The gist of his argument: Netflix’s stock gains are on steroids thanks to excitement around its DVD streaming service and Blockbuster’s (BBI) troubles. “Investors may be getting ahead of themselves,” Peers writes.
Meanwhile, besides increasing competition from ad-supported streaming services (and even from studios like Disney), Peers thinks Netflix’s success “almost guarantees that studios will look to renegotiate Netflix’s content-supply deals on tougher terms.” That suggests that Netflix could see its margins drop, which could spook investors.
But of course streaming costs are going to go up. No one is basing Netflix’s future online content costs on what it’s doing today — because Netflix isn’t licensing many big-name movies for its streaming service yet. The stuff you can watch instantly on Netflix today is mostly old, “catalogue” content that studios can’t even give away for free. Indeed, the company has already said it plans to “substantially increase” spending on streaming content in 2009, and that’s baked into its guidance. (Which was above consensus when announced in January.)
And the argument that competition from ad-supported startups will burn Netflix is still overblown, so far. We’re sceptical that studios are going to jeopardize their relationship with Netflix — which provides real revenue, especially from DVD rentals — to favour ad-based Internet streaming rivals, which generate a laughably small amount of revenue.
Specifically, the fact that Netflix’s business is based on subscriber fees means there’s actual money to exchange. Internet ad revenue sharing deals offer no guarantees, and so far, haven’t made much money for anyone. Studios know that. So while studios may offer some content to ad-supported upstarts, they may not offer the kind of quality content they’d sell to Netflix or other services that will actually pay them. And that’s what people want to watch.

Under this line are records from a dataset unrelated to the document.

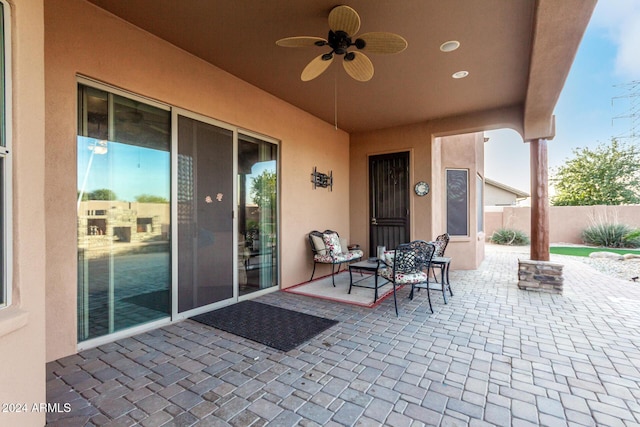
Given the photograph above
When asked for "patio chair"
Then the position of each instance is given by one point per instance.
(442, 263)
(328, 249)
(409, 264)
(440, 243)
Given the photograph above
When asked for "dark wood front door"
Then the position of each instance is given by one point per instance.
(388, 200)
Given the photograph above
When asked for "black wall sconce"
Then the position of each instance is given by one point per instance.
(320, 179)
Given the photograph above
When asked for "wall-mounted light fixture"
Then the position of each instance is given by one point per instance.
(319, 179)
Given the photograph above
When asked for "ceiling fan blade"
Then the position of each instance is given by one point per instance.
(315, 68)
(344, 18)
(360, 68)
(300, 41)
(381, 42)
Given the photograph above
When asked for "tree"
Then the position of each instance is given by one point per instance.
(102, 194)
(606, 175)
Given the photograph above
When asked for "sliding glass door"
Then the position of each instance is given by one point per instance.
(123, 212)
(257, 213)
(177, 213)
(205, 214)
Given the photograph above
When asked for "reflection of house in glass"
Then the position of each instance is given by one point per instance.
(102, 223)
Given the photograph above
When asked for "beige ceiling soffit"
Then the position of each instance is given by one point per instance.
(558, 29)
(497, 118)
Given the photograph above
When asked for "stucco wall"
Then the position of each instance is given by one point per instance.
(22, 339)
(565, 222)
(464, 151)
(83, 39)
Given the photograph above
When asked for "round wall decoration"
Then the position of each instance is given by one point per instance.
(422, 188)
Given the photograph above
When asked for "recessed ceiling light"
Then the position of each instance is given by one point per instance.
(450, 46)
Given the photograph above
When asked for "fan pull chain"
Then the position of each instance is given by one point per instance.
(335, 100)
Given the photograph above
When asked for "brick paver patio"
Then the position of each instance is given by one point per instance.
(494, 355)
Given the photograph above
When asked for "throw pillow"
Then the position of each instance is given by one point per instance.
(318, 243)
(332, 242)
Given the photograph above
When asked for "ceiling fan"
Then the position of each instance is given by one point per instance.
(344, 23)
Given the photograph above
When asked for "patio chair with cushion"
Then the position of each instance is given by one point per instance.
(329, 248)
(441, 262)
(409, 264)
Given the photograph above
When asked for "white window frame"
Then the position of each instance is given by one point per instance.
(7, 170)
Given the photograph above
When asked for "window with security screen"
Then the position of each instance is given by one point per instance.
(457, 202)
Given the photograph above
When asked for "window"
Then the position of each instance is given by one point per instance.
(5, 157)
(457, 202)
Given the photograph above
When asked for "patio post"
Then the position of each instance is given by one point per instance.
(539, 200)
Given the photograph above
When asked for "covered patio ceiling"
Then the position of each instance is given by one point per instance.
(517, 53)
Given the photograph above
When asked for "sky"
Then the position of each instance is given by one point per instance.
(593, 101)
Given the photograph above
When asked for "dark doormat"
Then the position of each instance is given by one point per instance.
(276, 327)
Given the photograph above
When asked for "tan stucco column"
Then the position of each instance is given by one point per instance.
(539, 200)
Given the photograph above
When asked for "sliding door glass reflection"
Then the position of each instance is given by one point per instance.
(123, 208)
(257, 211)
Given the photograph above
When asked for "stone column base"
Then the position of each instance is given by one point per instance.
(543, 276)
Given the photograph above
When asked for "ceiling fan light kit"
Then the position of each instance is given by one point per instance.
(344, 23)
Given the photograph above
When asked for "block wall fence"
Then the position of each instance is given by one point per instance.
(565, 222)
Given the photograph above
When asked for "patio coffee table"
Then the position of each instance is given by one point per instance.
(368, 266)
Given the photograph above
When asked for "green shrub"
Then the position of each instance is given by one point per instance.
(632, 240)
(508, 236)
(611, 236)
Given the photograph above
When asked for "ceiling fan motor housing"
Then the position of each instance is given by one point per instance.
(340, 42)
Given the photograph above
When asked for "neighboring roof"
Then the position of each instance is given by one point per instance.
(518, 193)
(518, 54)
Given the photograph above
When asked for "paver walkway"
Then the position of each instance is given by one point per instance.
(494, 355)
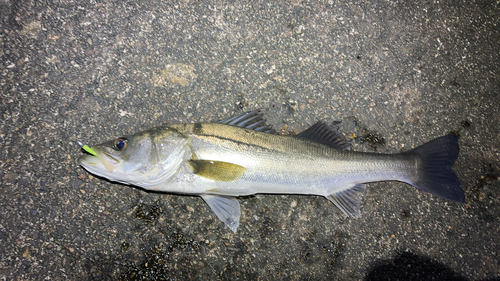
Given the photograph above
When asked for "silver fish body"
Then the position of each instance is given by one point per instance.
(241, 156)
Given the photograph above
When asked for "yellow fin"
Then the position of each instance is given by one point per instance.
(217, 170)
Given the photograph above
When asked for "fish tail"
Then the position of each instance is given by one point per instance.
(435, 169)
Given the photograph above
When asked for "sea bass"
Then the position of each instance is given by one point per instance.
(241, 156)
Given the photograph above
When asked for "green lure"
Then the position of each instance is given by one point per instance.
(86, 148)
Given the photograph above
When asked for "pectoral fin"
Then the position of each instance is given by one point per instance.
(217, 170)
(348, 200)
(226, 208)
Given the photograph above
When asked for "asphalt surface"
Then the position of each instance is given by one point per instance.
(395, 73)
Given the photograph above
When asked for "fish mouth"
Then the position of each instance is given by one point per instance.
(97, 164)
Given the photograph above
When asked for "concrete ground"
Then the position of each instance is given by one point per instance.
(395, 73)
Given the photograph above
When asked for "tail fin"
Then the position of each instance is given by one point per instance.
(438, 177)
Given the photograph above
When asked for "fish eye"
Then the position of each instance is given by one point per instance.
(120, 144)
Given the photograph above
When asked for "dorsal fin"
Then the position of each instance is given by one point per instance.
(251, 120)
(325, 134)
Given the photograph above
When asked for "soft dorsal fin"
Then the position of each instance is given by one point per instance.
(252, 120)
(325, 134)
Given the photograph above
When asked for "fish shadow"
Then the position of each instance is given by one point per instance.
(408, 266)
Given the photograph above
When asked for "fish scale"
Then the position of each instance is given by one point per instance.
(241, 156)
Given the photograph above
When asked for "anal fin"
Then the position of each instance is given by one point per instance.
(349, 200)
(226, 208)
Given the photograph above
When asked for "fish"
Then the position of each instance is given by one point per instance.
(242, 155)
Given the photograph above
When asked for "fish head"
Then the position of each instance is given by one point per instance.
(145, 159)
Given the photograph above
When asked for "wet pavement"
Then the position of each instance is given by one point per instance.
(395, 74)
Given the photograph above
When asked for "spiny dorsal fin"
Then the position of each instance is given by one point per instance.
(251, 120)
(217, 170)
(325, 134)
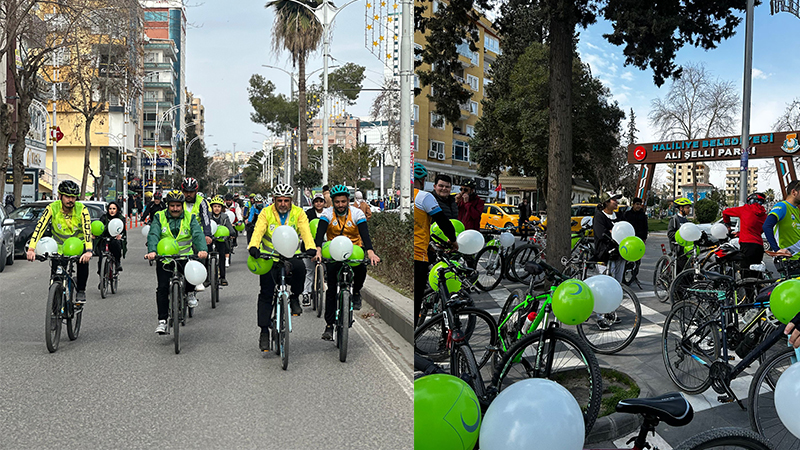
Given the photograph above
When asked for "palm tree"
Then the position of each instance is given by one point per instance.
(298, 31)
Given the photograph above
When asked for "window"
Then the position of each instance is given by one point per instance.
(460, 150)
(473, 82)
(437, 121)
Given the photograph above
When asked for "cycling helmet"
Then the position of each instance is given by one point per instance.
(420, 171)
(190, 185)
(174, 196)
(69, 187)
(340, 189)
(757, 197)
(283, 190)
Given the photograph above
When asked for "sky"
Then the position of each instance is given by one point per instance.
(228, 41)
(775, 80)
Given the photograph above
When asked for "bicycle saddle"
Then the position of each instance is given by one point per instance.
(532, 268)
(672, 409)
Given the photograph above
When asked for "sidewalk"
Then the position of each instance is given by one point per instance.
(394, 308)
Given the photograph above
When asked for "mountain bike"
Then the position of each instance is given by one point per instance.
(61, 306)
(109, 277)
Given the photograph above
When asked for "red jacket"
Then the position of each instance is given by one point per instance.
(751, 219)
(469, 213)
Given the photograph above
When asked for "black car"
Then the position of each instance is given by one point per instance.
(26, 216)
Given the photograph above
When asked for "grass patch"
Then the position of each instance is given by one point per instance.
(616, 386)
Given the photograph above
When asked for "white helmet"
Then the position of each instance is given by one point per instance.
(282, 190)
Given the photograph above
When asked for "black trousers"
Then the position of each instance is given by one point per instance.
(359, 276)
(268, 281)
(420, 279)
(163, 275)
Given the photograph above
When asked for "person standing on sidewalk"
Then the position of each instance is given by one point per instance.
(638, 218)
(470, 206)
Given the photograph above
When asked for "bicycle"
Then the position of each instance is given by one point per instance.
(109, 277)
(178, 303)
(61, 306)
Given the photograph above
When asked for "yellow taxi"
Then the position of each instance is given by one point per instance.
(501, 215)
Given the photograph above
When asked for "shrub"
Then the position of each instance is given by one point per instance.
(393, 240)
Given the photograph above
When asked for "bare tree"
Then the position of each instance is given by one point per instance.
(696, 107)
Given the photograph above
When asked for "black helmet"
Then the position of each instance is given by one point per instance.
(69, 187)
(189, 185)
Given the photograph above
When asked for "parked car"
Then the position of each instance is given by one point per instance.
(26, 216)
(6, 240)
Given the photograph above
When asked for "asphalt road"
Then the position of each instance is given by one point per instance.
(119, 385)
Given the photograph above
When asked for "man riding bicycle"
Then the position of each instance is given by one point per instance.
(63, 219)
(180, 224)
(343, 219)
(282, 212)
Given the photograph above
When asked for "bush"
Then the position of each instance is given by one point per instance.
(706, 210)
(393, 240)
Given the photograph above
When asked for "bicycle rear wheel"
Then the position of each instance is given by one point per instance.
(343, 324)
(560, 356)
(489, 264)
(761, 402)
(690, 344)
(624, 324)
(727, 438)
(52, 322)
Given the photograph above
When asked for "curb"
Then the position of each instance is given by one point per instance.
(616, 425)
(394, 308)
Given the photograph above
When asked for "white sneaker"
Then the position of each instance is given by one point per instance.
(162, 327)
(192, 300)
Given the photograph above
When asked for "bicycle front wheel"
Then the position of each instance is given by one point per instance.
(489, 264)
(761, 402)
(690, 344)
(623, 325)
(560, 356)
(727, 438)
(52, 322)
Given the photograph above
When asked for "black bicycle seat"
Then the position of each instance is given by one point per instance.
(532, 268)
(672, 409)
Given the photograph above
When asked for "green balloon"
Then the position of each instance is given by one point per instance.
(259, 266)
(631, 248)
(167, 247)
(784, 301)
(452, 281)
(447, 415)
(357, 255)
(98, 228)
(573, 302)
(73, 247)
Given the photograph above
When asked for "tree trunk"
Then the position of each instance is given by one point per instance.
(87, 136)
(301, 102)
(559, 165)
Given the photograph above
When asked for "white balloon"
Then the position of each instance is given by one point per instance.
(46, 245)
(470, 242)
(115, 227)
(506, 239)
(341, 248)
(689, 232)
(621, 230)
(719, 231)
(195, 272)
(607, 293)
(787, 397)
(533, 414)
(285, 240)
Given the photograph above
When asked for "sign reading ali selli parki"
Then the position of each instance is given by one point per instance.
(762, 145)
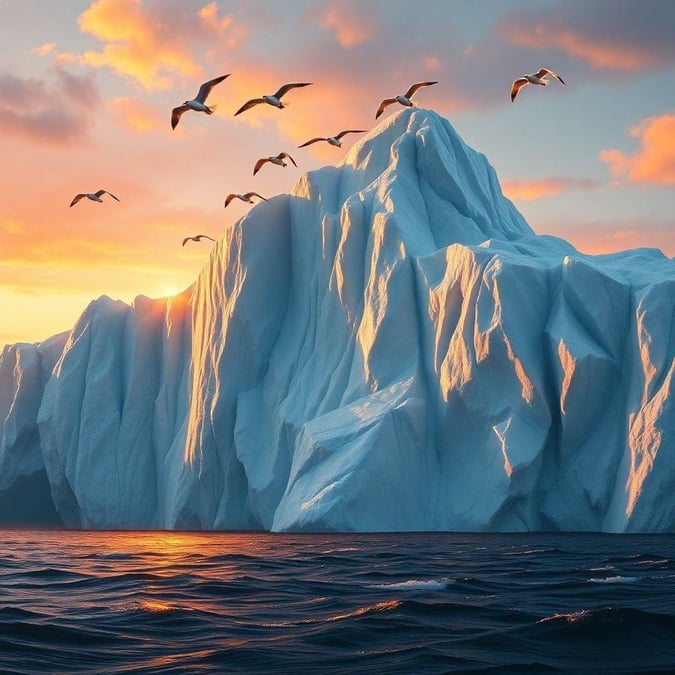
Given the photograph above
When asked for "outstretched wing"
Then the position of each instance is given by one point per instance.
(516, 87)
(314, 140)
(100, 193)
(258, 164)
(176, 113)
(287, 87)
(249, 104)
(383, 105)
(545, 71)
(283, 155)
(205, 89)
(349, 131)
(416, 86)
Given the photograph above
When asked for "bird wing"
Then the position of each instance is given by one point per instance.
(349, 131)
(176, 113)
(287, 156)
(416, 86)
(249, 104)
(516, 86)
(287, 87)
(100, 193)
(205, 89)
(383, 105)
(314, 140)
(545, 71)
(258, 164)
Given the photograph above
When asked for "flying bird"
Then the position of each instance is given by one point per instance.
(403, 99)
(532, 78)
(197, 237)
(246, 197)
(334, 140)
(198, 103)
(272, 99)
(277, 159)
(94, 196)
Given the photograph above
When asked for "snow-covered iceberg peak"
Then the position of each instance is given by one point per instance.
(388, 347)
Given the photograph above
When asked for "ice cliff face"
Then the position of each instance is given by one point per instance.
(389, 347)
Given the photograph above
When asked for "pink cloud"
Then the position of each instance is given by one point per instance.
(529, 190)
(153, 43)
(55, 111)
(43, 50)
(607, 35)
(351, 27)
(654, 160)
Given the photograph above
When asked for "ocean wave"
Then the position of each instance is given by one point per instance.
(416, 585)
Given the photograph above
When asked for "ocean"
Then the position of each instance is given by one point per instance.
(194, 602)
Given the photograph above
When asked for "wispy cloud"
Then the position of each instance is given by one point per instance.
(56, 110)
(529, 190)
(44, 49)
(654, 160)
(352, 23)
(153, 43)
(603, 235)
(609, 35)
(136, 115)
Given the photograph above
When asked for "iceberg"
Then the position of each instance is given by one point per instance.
(389, 347)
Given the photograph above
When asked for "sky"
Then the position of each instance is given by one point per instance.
(87, 88)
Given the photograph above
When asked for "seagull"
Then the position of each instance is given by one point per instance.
(272, 99)
(334, 140)
(277, 159)
(246, 197)
(532, 78)
(94, 196)
(403, 99)
(197, 237)
(198, 103)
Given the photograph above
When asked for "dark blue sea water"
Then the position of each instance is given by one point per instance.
(155, 602)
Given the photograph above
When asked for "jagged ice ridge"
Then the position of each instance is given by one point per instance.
(388, 347)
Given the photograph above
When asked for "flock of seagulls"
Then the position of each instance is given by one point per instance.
(198, 104)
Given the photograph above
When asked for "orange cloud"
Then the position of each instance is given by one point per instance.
(149, 45)
(598, 52)
(654, 161)
(136, 115)
(350, 29)
(57, 110)
(529, 190)
(610, 235)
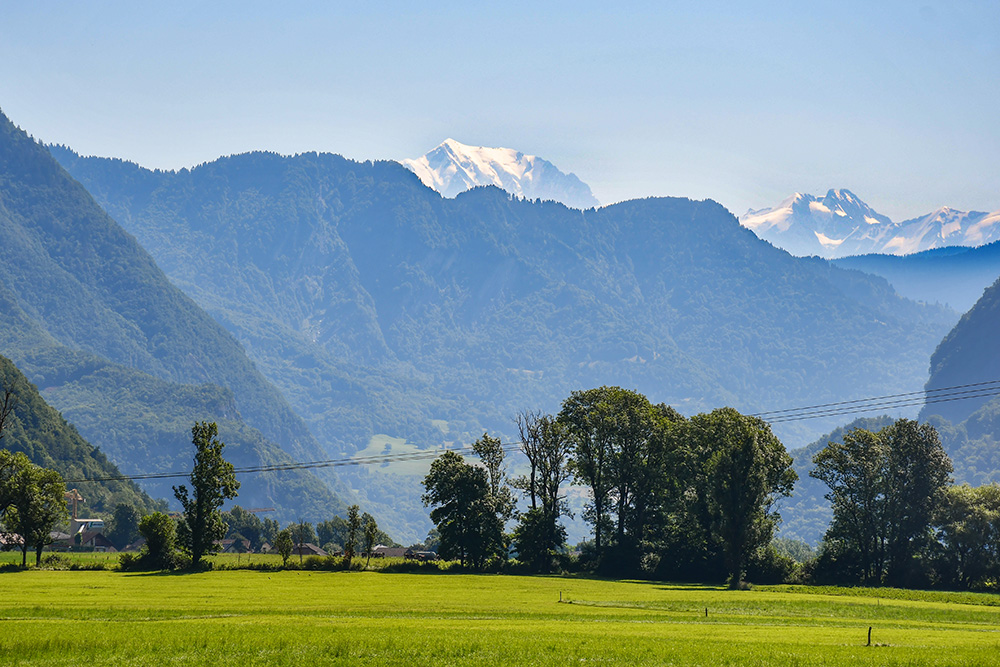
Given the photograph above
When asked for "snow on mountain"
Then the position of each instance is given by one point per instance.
(453, 167)
(840, 224)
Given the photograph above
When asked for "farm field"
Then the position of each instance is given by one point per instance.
(316, 617)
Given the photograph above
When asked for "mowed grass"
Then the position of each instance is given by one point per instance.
(303, 617)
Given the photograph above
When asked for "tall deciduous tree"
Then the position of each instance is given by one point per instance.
(124, 526)
(918, 472)
(283, 545)
(37, 506)
(746, 468)
(371, 535)
(353, 533)
(855, 472)
(546, 443)
(617, 454)
(8, 401)
(213, 481)
(161, 541)
(462, 509)
(969, 530)
(885, 488)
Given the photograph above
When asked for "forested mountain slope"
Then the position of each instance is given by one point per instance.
(955, 276)
(970, 428)
(41, 433)
(87, 315)
(379, 307)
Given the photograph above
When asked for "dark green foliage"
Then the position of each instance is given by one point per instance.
(618, 453)
(806, 514)
(354, 286)
(968, 521)
(746, 469)
(284, 544)
(969, 422)
(212, 483)
(246, 524)
(353, 532)
(370, 527)
(463, 511)
(545, 442)
(160, 550)
(885, 489)
(32, 502)
(124, 528)
(90, 318)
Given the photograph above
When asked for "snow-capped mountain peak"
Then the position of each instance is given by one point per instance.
(453, 167)
(841, 224)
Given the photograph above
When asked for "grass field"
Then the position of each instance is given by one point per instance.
(303, 617)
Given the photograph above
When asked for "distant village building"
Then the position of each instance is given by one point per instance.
(382, 551)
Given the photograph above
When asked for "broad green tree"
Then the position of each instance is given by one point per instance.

If Netflix has anyone to worry about, we think it’s the cable industry, where giants like Comcast (CMCSA) and Time Warner Cable (TWC) have established, significant deals with studios, dedicated pipes into living rooms, and digital set-top boxes hooked up to tens of millions of TVs. They’re the ones with real, multi-billion-dollar businesses to lose, and they’re the ones that are going to be pushing stronger on-demand movie services that could pummel Netflix.